Wednesday, May 18, 2016

prune juice in the parking lot

i have done things, and have had things done to me in the past 9 years that even surprise me.  i have had six surgeries to cut cancer out of my body, one of those surgeries being second only to open heart surgery.

i have been on andre the giant size portions of opiods to combat the pain of surgeries and to quell the pain of tumors growing like kudzu in my body.

i have endured three different combinations of chemotherapy when the surgery was no longer working, which also coincided with new advancements in the field of study of melanoma, but far more toxic than going under the knife.

i have done all of this while simultaneously attempting to live as quasi a normal life as possible and readying and steadying myself for death.  but none of this is out of the ordinary to me, or to any person dealing with a terminal diagnosis.  so none of what i just wrote has been too extraordinary.

what was surprising was having my local oncologist basically say he didn't know what else to do with me, that the disease seemed to be taking a turn for the worse and recommended a new specialist the university of iowa had hired.  so my oncologist gave up on me and pawned me off.

two weeks ago i found myself in iowa city at what i thought was going to be a routine consult with this brand new doc who wants to just be called "mo" (short for mohammad) and the next thing i know i am having an mri, and the next morning at 7:59 am exactly i see the 319 area code pop up on my phone and i know it is mo and i know it isn't good news.

one week later i am having brain surgery, and go home an hour later like all i had done was scraped a knee and the school nurse cleaned it up and placed a band-aid on the wound.  then i was offered one option as far as treatment goes, to join a trial.
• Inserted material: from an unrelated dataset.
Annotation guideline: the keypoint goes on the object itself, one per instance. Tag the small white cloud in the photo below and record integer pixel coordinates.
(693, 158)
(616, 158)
this trial of course being spearheaded by mo, it combines traditional chemotherapy with an injectable directly into the tumor, once a week for 7 to 13 weeks all in iowa city.  uh none of this sounds appealing, i would be only the 4th person in the world to have this procedure done and "it looks very promising, and isn't it exciting to be on the cutting edge of what may potentially save lives?"  what the fuck are you supposed to say to that?  so i said give me a few days to think about it.

so my husband and i take a few days to visit some friends in northern iowa and wisconsin, where we ate morels, hunted morels and sat by a bonfire and hit up a spa for a night where i treated myself to a skin cleanse/swaddle/7 head shower head rinse that was so delightful and womb-like i am surprised the massage therapist didn't catch me sucking my thumb after.  oh it was so nice.

as we were leaving wisconsin my head was heavy in thought about what to do with regards to my health, but my colon was also heavy and i asked my husband to stop at the piggly wiggly where we actually debated in the juice aisle whether or not to buy the prune juice because it wasn't organic.  i know, i know.  the cap was off before i reached the car and i chugged half the bottle.  relief wasn't long after the chugfest.

so yesterday just 2 weeks out from my initial visit with mo was the big decision day.  my mom and i drove to iowa city and i was 50/50 about participating in the trial.  i had emailed mo all of my questions and concerns and he came prepared, i thought he would be all about the hard sell of being on the cutting edge, and to "trust me" which he had said more than once in two previous meetings with him.  but he was and he wasn't all about the trial, he was all about what was best for me.  he said do a ct scan and if things look differently than before maybe we do a different course of treatment.  so i said i could live with that.

i have the ct scan and 20 minutes later we are back in the cancer ward in mo's office and he said "your tumors have shrunk, some by more than 50%, your treatment is working- i want to keep you on the same treatment for just two more cycles, but dial it down a few notches so that it is not so toxic and because we discovered you basically had a thyroidectomy (due to toxic levels of chemo) and are on hormone replacement therapy you should better weather the treatment".  say what?  i asked him to repeat what he said, then i hugged him and he hugged me back.  then i said well what about the trial and what if i miss out on this potential miracle drug combo?  he said "you no longer qualify for the trial, your body is responding as it should to your immunotherapy and i believe with a few adjustments we can get you into remission".

those words were like magic.  those words were the equivalent to the relief i felt after chugging prune juice in the parking lot of a piggly wiggly.  those words strung together in that sentence have been life changing.  i am so stunned by what transpired yesterday that tears are rolling down my cheeks as i write this.  i still don't think i've fully taken in what all this means.  i am still a bit skeptical, maybe cautiously optimistic, and am going to take one day at a time and be as present as i can be in each moment, and every other fucking cliche dying people hold onto.  but god dammit i haven't had good news to share in years.  i cannot express in words how much better i can breathe today.

fuckin' A.


3 comments:

keggert said...

This is the best news, Nicole! I am so, so happy for this great news. OMG. I am fighting back tears here.

Kate said...

Holy Shit!!! This is unbelievable! Thank you Jesus!! Praise the lord and all that stuff!